Das Grundstück, auf dem heute der Gemeindebau steht, ging 1929 aus dem Besitz der Prinzessin von Lichtenstein an die Gemeinde Wien über.

Die Architektur

Die Wohnhausanlage besteht aus drei sechs bis sieben Stockwerke hohen, frei stehenden Baublöcken, die parallel zueinander angeordnet sind und mit der Schmalseite zur Vivariumstraße weisen. Zwischen den Trakten befinden sich ebenerdige Garagenobjekte. Die zur Straße hin offene Anlage bricht mit der Wiener Tradition der geschlossenen Hofform. Wie bereits in den 1920er- und 1930er-Jahren wurde versucht, durch konzentrierte Stapelung möglichst vieler Wohnungen ausgedehnte Grünzonen zur Erholung und Raum für infrastrukturelle Einrichtungen zu schaffen. Die Architektur orientiert sich an jener des gegenüberliegenden, etwa zeitgleich errichteten Gemeindebaus.

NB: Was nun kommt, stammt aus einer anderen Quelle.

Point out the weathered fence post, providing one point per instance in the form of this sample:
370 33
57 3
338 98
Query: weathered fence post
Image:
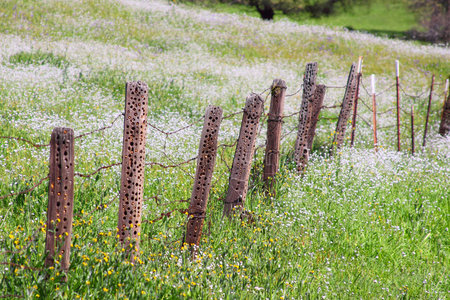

Ein schmaler Sockel definiert die Erdgeschoßzone der Trakte. An den Breitseiten, wo sich die Eingänge befinden, ist der fünfachsige Mittelteil gegenüber den dreiachsigen Flanken jeweils um ein Stockwerk erhöht. Auf gliedernde Details wurde in diesem eher funktional ausgerichteten Bauwerk gänzlich verzichtet.

Der Name

Die Vivariumstraße ist seit 1893 nach der ehemals dort angesiedelten Einrichtung zur Haltung lebender Tiere (Vivarium) benannt.